Description
Introduction
This homework is designed to follow up on the lecture about Deep Imitation Learning. For this assignment, you will need to know about the imitation learning algorithms we talked about in the class, in particular DAgger., If you have not already, we propose you brush up on the lecture notes.
You are allowed to discuss this homework with your classmates. However, any work that you submit must be your own — which means you cannot share your code, and any work that you submit with your write-up must be written by only you.
Code folder
Find the folder with the provided code in the following google drive folder: https://drive.google.com/drive/folders/1T8B3gSNWjQU-JpifHkEDm9FfoxJA6wB_?usp=sharing. Download all the files in the same directory, and then follow the instructions in the env_installation.md file, and then dagger_template.py file.
Submission
Please submit your homework using this google form link: https://forms.gle/c4DSHR8LYzfMPT1SA
Deadline for submission: September 17, 2021, 11:59 PM Easter Time.
Points
● Questions 1 is 10 points.
● Question 2 and 3 are 5 points each.
● Bonus question: 5 points.
● Total: 20 points (max 25 with bonus).
DAgger
In the class, we learned about the DAgger (dataset aggregation) algorithm, which is used to clone an expert policy. This method is quite useful especially when querying the expert is expensive, and thus we want to learn a policy that is almost as good as the expert without the high number of queries to it.
In this homework, we have provided you with an environment that is hard to learn directly. Thankfully, we have access to an expert in this environment. In this homework, your task will be to utilize DAgger to learn a deep neural network policy that performs well on this task.
Environment
The environment we will use in this homework is built upon the Reacher environment from OpenAI gym (https://gym.openai.com/envs/Reacher-v2/). We have provided our environment in the reacher_env.py file in our code directory. It follows the OpenAI gym API, which you can learn more about at https://github.com/openai/gym#api. For this homework, an agent in this environment is considered successful if it can achieve a mean reward of at least 15.0.

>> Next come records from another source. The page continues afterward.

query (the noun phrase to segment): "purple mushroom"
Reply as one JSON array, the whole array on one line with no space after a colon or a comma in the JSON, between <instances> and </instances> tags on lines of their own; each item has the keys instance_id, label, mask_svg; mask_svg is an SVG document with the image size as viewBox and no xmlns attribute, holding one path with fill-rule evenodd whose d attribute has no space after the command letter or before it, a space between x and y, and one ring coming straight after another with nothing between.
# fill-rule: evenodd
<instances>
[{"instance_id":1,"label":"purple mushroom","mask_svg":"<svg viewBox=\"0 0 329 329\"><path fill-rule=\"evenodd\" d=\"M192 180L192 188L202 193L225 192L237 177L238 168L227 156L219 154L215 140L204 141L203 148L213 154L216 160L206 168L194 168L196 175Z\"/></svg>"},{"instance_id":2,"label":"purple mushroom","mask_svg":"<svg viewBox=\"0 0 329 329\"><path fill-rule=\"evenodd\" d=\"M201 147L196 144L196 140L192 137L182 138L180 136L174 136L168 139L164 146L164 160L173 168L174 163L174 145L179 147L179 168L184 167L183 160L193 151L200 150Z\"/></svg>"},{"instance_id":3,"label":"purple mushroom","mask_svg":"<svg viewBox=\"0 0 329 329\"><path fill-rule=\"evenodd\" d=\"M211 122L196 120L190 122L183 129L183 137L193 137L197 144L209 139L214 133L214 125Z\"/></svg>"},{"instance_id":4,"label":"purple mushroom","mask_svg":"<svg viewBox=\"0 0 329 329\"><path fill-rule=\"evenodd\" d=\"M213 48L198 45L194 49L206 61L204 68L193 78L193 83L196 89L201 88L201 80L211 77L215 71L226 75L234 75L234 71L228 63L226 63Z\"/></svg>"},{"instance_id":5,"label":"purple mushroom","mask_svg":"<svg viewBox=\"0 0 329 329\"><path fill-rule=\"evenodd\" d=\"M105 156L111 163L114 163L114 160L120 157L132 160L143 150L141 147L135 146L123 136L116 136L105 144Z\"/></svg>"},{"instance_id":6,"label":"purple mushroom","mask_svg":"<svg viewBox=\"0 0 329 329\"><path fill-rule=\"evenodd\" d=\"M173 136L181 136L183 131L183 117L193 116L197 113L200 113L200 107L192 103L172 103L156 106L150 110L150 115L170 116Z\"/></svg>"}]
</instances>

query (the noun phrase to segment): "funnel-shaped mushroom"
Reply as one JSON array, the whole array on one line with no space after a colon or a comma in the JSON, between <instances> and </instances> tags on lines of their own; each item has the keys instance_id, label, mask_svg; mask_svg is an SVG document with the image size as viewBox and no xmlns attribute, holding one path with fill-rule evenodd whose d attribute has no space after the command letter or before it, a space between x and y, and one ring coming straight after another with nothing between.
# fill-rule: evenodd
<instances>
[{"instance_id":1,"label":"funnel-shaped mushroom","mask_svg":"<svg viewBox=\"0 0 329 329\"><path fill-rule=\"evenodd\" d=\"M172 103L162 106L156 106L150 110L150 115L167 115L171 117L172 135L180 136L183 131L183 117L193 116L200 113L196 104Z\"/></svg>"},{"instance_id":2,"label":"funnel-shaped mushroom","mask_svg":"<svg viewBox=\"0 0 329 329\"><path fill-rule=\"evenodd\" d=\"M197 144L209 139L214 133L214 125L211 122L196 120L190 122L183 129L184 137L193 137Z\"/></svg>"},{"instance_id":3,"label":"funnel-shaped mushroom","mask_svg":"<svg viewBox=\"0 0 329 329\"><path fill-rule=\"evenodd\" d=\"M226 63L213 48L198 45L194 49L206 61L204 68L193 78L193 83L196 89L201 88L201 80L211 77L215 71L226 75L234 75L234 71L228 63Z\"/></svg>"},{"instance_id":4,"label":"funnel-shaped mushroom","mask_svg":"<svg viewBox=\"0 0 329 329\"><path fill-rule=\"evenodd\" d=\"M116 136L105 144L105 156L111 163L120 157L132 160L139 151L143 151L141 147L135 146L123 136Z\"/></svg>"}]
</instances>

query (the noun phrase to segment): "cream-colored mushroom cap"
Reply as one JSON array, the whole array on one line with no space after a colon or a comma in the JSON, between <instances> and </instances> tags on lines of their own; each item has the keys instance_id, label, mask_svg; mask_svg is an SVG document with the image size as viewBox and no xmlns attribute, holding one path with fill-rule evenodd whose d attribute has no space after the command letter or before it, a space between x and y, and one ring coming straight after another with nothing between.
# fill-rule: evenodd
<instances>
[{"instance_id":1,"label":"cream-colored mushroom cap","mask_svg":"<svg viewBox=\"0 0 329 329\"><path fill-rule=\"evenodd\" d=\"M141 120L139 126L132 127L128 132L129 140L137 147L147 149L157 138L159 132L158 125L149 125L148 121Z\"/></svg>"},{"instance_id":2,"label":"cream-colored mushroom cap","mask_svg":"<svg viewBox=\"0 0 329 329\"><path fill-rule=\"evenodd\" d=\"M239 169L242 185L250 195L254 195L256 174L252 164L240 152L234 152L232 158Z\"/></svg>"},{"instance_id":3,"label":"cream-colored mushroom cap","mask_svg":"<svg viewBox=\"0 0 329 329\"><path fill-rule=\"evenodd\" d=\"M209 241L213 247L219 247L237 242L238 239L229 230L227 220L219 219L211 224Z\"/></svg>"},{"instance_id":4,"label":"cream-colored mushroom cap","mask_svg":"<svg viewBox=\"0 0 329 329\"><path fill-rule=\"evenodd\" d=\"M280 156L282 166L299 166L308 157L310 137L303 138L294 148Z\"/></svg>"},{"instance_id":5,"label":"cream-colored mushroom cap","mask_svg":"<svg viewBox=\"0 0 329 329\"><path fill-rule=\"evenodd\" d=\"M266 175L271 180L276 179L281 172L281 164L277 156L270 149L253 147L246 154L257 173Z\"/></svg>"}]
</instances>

In this homework, we will attempt to learn this agent from image observations. Unfortunately, learning this agent directly from images without any priors is incredibly difficult, since images can be from a very high dimensional space. Thankfully, we have access to an expert prediction for any state the environment is currently on, which can be retrieved by the get_expert_action() function call. Note: get_expert_action() does not take any arguments, thus you must be careful to call it right after you have called .reset() or .step() on the environment to get the associated expert action.
Question 1
Download the code folder, with every file associated, from here https://drive.google.com/drive/folders/1T8B3gSNWjQU-JpifHkEDm9FfoxJA6wB_?usp=sharing Complete the code template provided in dagger_template.py, with the right code in every TODO section, to implement DAgger. Attach the completed file in your submission.
Question 2
Create a plot with the number of expert queries on the X-axis, and the performance of the imitation model on the Y-axis. Elaborate if you see any clear trends here. (Hint: in the env, the variable expert_calls counts the number of expert queries.
Question 3
Could you potentially improve on the number of queries to the expert made by the DAgger algorithm? Think about when querying the expert may be redundant.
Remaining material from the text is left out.